Abstract

Background While many studies have projected future health impacts under climate change scenarios; limited research has quantified the impact of population aging on these projections. We aim to assess the impact of population aging on future temperature-related mortality under both climate and population changes in a multi-country multi-city setting.Methods We collected daily data on meteorology and mortality from 729 cities in 42 countries from the MCC Collaborative Research Network. We estimated the city-specific temperature-mortality associations in two-stage time-series analyses using quasi-Poisson regression with distributed lag nonlinear models and multivariate meta-regression.
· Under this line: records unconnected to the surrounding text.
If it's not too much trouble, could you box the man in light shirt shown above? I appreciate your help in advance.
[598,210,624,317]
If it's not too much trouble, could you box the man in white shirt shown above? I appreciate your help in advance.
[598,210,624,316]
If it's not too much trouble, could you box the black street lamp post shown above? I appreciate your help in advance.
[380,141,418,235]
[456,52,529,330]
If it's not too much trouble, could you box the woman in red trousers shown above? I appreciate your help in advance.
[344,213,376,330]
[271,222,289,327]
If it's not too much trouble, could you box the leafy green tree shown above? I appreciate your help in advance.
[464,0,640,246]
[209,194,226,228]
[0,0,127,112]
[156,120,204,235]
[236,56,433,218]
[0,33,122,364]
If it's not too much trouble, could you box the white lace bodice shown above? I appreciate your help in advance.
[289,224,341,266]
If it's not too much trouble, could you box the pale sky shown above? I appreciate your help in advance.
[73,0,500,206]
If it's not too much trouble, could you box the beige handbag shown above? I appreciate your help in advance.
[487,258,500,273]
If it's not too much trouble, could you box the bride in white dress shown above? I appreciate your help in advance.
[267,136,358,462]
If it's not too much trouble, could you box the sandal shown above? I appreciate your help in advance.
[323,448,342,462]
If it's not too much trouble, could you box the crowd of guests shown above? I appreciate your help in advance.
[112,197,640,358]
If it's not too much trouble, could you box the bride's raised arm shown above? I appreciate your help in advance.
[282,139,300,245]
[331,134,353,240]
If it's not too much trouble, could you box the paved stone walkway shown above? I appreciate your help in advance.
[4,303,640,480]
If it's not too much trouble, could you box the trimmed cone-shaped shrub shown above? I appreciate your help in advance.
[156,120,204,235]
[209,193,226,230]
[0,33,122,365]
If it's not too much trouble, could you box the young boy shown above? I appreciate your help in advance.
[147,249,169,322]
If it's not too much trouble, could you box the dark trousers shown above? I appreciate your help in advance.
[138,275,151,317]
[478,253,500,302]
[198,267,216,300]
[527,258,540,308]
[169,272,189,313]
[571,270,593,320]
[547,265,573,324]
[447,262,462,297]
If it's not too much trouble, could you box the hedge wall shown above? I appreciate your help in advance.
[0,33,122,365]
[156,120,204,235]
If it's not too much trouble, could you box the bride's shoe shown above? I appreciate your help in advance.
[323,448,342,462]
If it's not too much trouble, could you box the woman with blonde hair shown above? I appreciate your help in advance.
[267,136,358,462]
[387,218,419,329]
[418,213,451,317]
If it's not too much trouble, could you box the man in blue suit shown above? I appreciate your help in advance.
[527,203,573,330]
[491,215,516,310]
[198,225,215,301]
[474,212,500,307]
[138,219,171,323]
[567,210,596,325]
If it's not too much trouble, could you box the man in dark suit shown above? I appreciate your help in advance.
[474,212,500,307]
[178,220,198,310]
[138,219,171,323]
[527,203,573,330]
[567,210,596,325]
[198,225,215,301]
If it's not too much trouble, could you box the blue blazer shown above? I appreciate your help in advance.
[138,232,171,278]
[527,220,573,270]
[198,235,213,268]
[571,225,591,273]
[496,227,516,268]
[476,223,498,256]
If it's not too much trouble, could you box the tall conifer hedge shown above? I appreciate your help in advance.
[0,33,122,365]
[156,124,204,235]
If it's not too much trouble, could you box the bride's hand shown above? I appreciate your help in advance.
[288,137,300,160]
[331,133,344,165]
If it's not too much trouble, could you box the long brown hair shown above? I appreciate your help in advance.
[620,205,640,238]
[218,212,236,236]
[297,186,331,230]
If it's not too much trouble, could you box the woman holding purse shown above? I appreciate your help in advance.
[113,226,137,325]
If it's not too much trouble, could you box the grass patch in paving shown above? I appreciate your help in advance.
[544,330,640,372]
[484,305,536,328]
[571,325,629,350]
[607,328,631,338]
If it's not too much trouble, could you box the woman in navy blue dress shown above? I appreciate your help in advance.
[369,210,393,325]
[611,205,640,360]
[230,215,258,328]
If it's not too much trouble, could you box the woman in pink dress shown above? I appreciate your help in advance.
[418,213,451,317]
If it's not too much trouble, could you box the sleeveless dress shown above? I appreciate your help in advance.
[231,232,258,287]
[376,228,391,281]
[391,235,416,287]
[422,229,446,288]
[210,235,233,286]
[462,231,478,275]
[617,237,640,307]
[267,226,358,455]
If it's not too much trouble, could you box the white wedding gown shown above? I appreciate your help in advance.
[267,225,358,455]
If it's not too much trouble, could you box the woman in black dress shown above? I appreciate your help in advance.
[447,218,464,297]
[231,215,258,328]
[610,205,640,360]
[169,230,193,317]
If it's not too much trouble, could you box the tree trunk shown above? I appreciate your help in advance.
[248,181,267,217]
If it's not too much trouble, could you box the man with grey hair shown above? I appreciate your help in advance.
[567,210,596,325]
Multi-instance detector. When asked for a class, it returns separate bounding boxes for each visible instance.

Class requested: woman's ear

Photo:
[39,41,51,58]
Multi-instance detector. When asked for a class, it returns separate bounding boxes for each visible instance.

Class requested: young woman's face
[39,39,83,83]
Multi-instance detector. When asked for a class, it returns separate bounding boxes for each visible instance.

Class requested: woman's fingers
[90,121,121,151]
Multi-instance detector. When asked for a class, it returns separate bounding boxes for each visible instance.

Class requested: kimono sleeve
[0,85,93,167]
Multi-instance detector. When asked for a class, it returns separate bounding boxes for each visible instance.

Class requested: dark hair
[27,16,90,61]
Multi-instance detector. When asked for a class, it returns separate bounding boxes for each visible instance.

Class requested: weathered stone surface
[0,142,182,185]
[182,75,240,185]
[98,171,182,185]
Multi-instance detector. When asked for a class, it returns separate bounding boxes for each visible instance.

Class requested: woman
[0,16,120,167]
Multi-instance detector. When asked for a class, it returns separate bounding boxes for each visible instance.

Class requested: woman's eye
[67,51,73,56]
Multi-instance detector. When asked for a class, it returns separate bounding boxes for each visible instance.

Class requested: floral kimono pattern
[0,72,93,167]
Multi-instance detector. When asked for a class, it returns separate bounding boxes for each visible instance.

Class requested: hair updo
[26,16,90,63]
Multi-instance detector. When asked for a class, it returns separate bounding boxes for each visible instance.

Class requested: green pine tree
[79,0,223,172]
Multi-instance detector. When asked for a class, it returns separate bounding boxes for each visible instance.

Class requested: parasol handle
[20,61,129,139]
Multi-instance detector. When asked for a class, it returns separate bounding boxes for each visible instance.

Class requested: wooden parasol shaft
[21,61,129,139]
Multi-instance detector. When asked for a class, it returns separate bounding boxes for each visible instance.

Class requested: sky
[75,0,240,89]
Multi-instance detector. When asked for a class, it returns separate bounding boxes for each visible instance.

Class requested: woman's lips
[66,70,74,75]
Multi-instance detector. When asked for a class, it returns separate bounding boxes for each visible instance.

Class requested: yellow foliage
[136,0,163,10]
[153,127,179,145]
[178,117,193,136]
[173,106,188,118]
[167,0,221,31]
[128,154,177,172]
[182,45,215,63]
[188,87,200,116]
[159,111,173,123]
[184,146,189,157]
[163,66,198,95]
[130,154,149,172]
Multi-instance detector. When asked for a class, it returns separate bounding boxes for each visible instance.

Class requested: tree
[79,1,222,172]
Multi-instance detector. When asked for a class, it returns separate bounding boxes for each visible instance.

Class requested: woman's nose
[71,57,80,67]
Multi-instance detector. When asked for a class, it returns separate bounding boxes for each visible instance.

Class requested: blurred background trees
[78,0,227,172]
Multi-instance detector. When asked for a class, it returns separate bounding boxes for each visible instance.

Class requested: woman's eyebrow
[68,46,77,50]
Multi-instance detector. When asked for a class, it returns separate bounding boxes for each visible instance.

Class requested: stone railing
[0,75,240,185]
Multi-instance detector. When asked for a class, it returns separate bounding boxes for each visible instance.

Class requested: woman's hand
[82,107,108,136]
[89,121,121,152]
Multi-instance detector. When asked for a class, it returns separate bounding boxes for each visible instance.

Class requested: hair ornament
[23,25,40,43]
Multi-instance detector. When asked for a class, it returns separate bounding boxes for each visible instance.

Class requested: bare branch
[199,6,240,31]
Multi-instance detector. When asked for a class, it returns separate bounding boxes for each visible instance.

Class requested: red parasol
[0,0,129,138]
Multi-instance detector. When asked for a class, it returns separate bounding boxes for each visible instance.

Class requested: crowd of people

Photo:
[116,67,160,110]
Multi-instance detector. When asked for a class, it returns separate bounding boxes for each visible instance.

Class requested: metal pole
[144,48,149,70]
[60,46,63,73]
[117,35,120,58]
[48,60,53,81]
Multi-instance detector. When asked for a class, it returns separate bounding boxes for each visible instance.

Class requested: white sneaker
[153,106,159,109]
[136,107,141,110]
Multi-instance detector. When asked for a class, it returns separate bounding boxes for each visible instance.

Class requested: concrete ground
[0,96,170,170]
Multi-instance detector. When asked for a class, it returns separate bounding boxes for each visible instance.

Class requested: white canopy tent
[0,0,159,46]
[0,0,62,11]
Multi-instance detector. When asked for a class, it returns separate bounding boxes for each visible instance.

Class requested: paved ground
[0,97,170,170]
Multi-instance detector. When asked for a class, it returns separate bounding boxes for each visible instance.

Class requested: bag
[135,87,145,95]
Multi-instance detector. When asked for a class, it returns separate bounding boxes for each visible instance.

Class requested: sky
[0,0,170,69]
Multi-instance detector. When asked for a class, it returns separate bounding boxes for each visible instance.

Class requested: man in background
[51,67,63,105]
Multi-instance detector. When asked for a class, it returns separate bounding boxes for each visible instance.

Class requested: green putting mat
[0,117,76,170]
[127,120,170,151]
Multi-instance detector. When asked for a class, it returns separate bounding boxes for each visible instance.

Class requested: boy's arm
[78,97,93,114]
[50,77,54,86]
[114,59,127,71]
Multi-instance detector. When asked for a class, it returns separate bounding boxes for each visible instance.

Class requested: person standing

We then obtained age-specific associations and bias-corrected temperatures from five general circulation models to estimate temperature-attributable fractions of mortality in the baseline (2010-2019) and future (2090-2099) under two climate-only scenarios (Representative Concentration Pathway (RCP4.5 and RCP8.5) and two combined climate-population scenarios (RCP4.5-Shared Socioeconomic Pathway (SSP)2 (low aging scenario) and RCP8.5-SSP5 (high aging scenario)), assuming no changes in population vulnerability. We quantified the impact of population aging as the difference in the change in attributable fractions (future minus baseline) between the RCP-specific pairs of climate-only and climate-population scenarios.Results Preliminary results show that population aging will lead to an overall increase of 13.2% (95% CI: 5.0 to18.9) in temperature-related mortality fractions in 2090-2099 compared with 2010-2019 under RCP4.5-SSP2. Under RCP8.5-SSP5, population aging will result in a substantial increase of 21.8% (-36.7 to 45.7) mortality fractions globally. Significant increases in mortality fractions due to population aging are found in most countries in North America, Europe, East Asia, and Australia, whereas positive but imprecise changes are observed in most countries in Central and South America, South Africa, Middle-East Asia, and South-East Asia.Conclusions Our preliminary findings suggest that the progressive aging of the population will constitute an important driver for a larger impact of non-optimal temperatures under a warmer future climate.